Under the Software headline, deselect the patterns GNOME Desktop Environment and X Windows System as we won’t be needing a GUI or full desktop environment. Also under the Firewall and SSH headline, the SSH port is blocked by default and that means you won’t be able to SSH into your server once the Operating System has been installed so click (open).

So after my installation I ended up with two hosts (that can happily ping and resolve one another etc.):

ddc01  192.168.0.140 /  255.255.255.0

ddc02  192.168.0.141 /  255.255.255.0

The next step is to allow the myriad of ports required for UCP and DTR, this is quite simple and consists of opening up the file /etc/sysconfig/SuSEfirewall2 and modifying it to look like the following:

FW_SERVICES_EXT_TCP="443 2376 2377 12376 12379:12386"

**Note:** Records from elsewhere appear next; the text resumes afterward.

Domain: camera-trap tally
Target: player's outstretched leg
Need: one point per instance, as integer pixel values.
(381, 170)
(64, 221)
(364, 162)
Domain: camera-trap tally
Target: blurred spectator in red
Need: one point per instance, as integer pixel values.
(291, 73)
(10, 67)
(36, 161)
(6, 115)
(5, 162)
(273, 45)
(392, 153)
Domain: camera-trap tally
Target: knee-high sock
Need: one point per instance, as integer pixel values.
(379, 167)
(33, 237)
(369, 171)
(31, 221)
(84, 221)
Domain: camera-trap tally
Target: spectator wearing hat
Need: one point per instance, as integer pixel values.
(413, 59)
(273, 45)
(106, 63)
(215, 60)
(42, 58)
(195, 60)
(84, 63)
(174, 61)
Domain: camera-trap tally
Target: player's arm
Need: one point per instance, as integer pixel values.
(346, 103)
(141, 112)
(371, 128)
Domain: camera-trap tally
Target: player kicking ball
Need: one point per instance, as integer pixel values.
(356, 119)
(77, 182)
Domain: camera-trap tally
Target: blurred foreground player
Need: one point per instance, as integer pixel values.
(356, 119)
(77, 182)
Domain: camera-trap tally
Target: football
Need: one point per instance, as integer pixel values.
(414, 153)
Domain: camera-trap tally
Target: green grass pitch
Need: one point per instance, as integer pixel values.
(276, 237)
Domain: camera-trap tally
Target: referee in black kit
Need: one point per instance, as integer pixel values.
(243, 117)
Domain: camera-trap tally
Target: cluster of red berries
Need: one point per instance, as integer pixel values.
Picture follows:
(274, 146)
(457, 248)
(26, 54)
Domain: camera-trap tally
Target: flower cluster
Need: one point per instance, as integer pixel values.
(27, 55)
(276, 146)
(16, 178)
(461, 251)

Once this change has been completed, the firewall rules will be re-read by using the command SuSEfirewall2

Installing Docker with a Product registration

Follow the instructions here, no point copying it twice.

Installing Docker without a Product registration

I’m still waiting for my 60-day registration to arrive from SuSE , so in the meantime I decided to start adding other Repositories to deploy applications.  NOTE: As this isn’t coming from a Enterprise repository it certainly won’t be supported.

So the quickest way of getting the latest Docker on a SLES system is to have the latest OpenSuSe repository added, the following two lines will add the repository and add Docker:

zypper ar -f http://download.opensuse.org/tumbleweed/repo/oss/ oss
zipper in docker
...
docker -v
...
Docker version 1.12.1, build 8eab29e

 

To recap, we have a number of hosts configured that have network connectivity and the firewall ports open and finally we’ve Docker installed and ready to deploy containers.

Deploying Docker Datacenter

Deploying the Universal Control Plane (UCP)

On our first node ddc01, we deploy the UCP installer, which automates the pulling of additional containers that make up the UCP.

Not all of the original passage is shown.